Размер шрифта
-
+

Завтра наступит, я знаю - стр. 19

Как бы то ни было – она сбежала. И чувствительнейшая, как оголённый нерв, интуиция подсказывала, что удрала вовремя и не зря. Что крепкие ноги, натренированные на утренних пробежках, спасли, унеся подальше, не дожидаясь приказа от затуманенной головы. Впрочем, и голова… хм… похоже, временами работала, раз уж сообразила прикупить билет как можно дальше, да на ближайший поезд. Вот только память, чтоб ей, опять подвела.

Ничего. Она найдёт какую-нибудь безопасную нору, отсидится и подумает, как жить дальше. Всё наладится.

До Сочи ехать ещё полтора суток. Так что можно обустраивать берлогу прямо сейчас. И залечь в спячку, благо, проводница, кажется, всё поняла правильно, тревожить не станет. И хоть бы никто не подсел, хоть бы…

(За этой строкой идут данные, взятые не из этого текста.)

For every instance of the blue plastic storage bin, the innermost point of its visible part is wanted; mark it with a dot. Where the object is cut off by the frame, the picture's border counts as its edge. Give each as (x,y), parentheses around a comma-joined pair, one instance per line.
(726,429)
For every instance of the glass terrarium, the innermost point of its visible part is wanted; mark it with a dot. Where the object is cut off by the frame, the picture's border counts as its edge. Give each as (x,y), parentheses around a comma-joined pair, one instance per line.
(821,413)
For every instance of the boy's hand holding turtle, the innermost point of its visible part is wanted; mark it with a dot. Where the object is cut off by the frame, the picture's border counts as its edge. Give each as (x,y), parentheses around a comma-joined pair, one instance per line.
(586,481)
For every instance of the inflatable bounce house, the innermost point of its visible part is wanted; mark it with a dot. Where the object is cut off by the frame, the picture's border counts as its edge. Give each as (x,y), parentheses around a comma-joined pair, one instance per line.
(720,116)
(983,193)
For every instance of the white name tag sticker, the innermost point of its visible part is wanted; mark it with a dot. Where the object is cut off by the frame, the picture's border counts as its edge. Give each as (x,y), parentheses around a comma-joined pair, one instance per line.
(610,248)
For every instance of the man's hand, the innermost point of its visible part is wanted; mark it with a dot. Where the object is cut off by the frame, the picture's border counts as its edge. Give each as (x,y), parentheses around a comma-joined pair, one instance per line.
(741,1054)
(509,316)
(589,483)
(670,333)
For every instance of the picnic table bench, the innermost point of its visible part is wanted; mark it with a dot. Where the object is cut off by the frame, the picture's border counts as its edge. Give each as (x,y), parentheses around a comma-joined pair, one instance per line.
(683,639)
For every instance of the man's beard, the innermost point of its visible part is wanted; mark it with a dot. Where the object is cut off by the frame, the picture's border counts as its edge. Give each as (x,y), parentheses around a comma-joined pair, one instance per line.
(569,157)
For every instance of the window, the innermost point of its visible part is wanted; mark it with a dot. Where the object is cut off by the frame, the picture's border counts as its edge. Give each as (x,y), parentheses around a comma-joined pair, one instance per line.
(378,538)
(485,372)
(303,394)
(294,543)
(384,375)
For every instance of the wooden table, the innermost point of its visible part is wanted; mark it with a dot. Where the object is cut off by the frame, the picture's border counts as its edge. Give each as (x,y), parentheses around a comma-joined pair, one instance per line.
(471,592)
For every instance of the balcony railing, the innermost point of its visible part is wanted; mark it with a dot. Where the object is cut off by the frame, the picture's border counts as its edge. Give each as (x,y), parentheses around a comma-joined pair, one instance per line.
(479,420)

Хоть бы всё это закончилось! И никогда, никогда больше…

Чаю она всё-таки дождалась. Почти залпом залила в себя два стакана и как-то разом отмякла. Возможно, виной временному душевному покою оказались дивные мельхиоровые подстаканники, обжимающие гранёные ёмкости с крепким горячим напитком? С детства Регина обожала ездить поездом, и подстаканники – непременный атрибут спокойной и, в своём роде, ритуальной вагонной трапезы – показались ей вдруг добрым знаком. Там, в детстве, всё было хорошо, правильно. Там остались папа и мама – добрые, заботливые, понимающие… А вот лет после двенадцати всё как-то разом поменялось. Сперва между родителями будто чёрная кошка пробежала. Потом вроде бы всё наладилось, но вот проложенная стервой-кошкой разделяющая борозда навсегда залегла между подрастающей Региной и любимыми людьми. Откуда-то в их обращении появилась жёсткость. Властные нотки. Наставления. Команды. Поначалу девочка слушалась их по привычке, удивляясь переменам, потом… стала бояться. И хоть за всё время до окончательного ухода из дому до неё и пальцем не дотронулись, её до сих пор не оставляло ощущение, что не послушайся она хоть раз – случилось бы что-то страшное.

…Она потрясла головой, отгоняя тяжёлые воспоминания. Полюбовалась на подстаканники, стараясь вызвать прежнее чувство умиления. Не слишком-то и помогло, но стало спокойнее. Нашла силы отнести посуду проводнице, поблагодарить, заодно предупредила, что заляжет отдыхать – надолго!

…и нырнула, наконец, в ещё не согретую собственным телом берлогу под чистейшими простынями, отдающими то ли лёгкой дезинфекцией, то ли просто специфическим запахом чистого белья. И сразу стало спокойно. И душа уже отлетала в покои сна…

– Глаза зелёные весны, – прошептала Регина, засыпая. – Глаза… зелёные… весны… Господи, скорей бы тепло…

…Она не знала, что в это же время медсестра реанимационной палаты первой Градской больницы, помедлив, прикрыла веки только что умершей женщине. Непорядок это – оставлять покойницу с открытыми глазами. Да ещё с такими, в которые отчего-то страшно заглянуть… Оттого-то и не успела заметить, что радужка покойницы поблёкла, сменив изумрудный цвет на серый. Натянула край простыни на успокоившееся только в смерти лицо.

– Документы при ней были? – спросила, выглянув в коридор, у заглянувшего из любопытства знакомого санитара «Скорой». – С виду молодая ещё, дети, поди, муж… Кому сообщать-то?

– Да какие там документы! С улицы забрали, в чём есть.

Санитар, мужчина в годах, покачал головой.